Фима Жиганец. "Мой дядя, честный вор в законе..." Издранное. — Ростов-на-Дону, "Феникс", 1999. — 320 с.

Интеллигентствующая богема любит порассуждать о том, что полстраны сидело, полстраны охраняло, а потому уголовное мышление и воровской лексикон стали главными признаками русского национального сознания. Действительно, как радио включишь, так и услышишь "Я милого узнаю по походке" с кретинскими словами: "Он шляпу носит на панаму!" Зэковская песня оформилась в целое эстрадное направление, кокетливо именуемое "русский шансон", хотя раньше это честно называлось "блатняга". Уже и политики, и министры, и генералы начали "по фене ботать". Сам премьер-министр призвал "мочить" террористов.

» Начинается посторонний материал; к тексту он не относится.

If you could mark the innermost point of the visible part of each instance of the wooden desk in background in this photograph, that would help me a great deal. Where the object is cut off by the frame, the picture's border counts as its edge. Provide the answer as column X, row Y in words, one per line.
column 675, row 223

И вот вам еще битый кирпич на могилу русской культуры — творение некоего Фимы Жиганца и издательства "Феникс". В издательской аннотации с гордостью сказано, что этот Ф.Ж. первый переложил литературные шедевры на уголовный жаргон, да еще блестяще откомментировал. А все потому, что почти 20 лет провел в местах заключения. Может, тюремный стаж сейчас и предпочтительней рабочего, но насчет первого переложения "Феникс" нас вводит в заблуждение. И какой же люмпен не любит поглумиться над тем, что недоступно его недалекому уму! Пушкина с Крыловым и раньше похабили, только дальше тюремных оград и бомжовых подвалов эта устная традиция не распространялась. Теперь же с нелегкой руки новых книжников непечатное густо поперло в печать.

Юморист Ф.Ж. представляет свои лимерики ("Хлопец вывез из Ватикана Статуй голого истукана..."), частушки ("Посадил мужик жену Передком на борону..."), стишки ("Фемина, не дышите на свечу, Не хлопайте глазами на поэта...") и афоризмы ("Дареному коню один раз отрежь"). Но вершина творчества, естественно, пресловутые переложения классиков на "феню". Правда, какой-то московский "филолух" к двухсотлетию Пушкина уже перегорбатил "Евгения Онегина" на молодежный сленг, о чем взахлеб рассказывала желтая пресса. Но чтобы превратить Онегина в "братка", нужен Фима Жиганец.

"Онегиным" он, впрочем, не ограничился. Тут тебе и "Не пой, красавица..." ("Не вой, красючка..."), и "Я вас любил..." ("Я с вас тащился..."), а также "Ксива от Танюхи". Досталось и Лермонтову, и Некрасову. Восторженный читатель найдет здесь "Прошмандовку Стрекозу" и монолог "Жужжать иль не жужжать". Параллельно для сравнения дается текст первоисточника. А вот это они зря. Активная криминализация страны ведет к полному отмиранию художественной литературы и замене ее суррогатными текстами. Так же как нормативный русский язык вытесняется ненормативной и суррогатной лексикой.

У Жиганца наверняка появятся последователи, с наслаждением извращающие русскую классику. Если сам не способен ничего путного написать, то изнохратить чужое — запросто. Тут ведь ума и таланта не треба. Что там у нас по программе? Гоголь? "Чуден Днепр"? Значит, так: "Классный Днепруха при клевой погоде, когда, понтуясь и выдрючиваясь, кантует свой мутняк. Редкий чижик-пыжик докандехает до центра, а если и докандехает, то сверзится и ласты склеит". Первый бал Наташи Ростовой станет оргией в духе маркиза де Сада; "Бородино" — бандитской разборкой.

И ведь не пропадет сей скорбный труд. Не только недоучки-школяры и солдатики с гауптвахты будут ржать и радоваться. Богемная тусовка, в соплях восторга открывшая на одном из столичных вокзалов памятник алкашу "Венечка Ерофеев", тоже приложится, можете не сомневаться. С их-то тягой к бандитскому блеску и всяким извращениям. Грустно как-то от этого веселья. И позорно.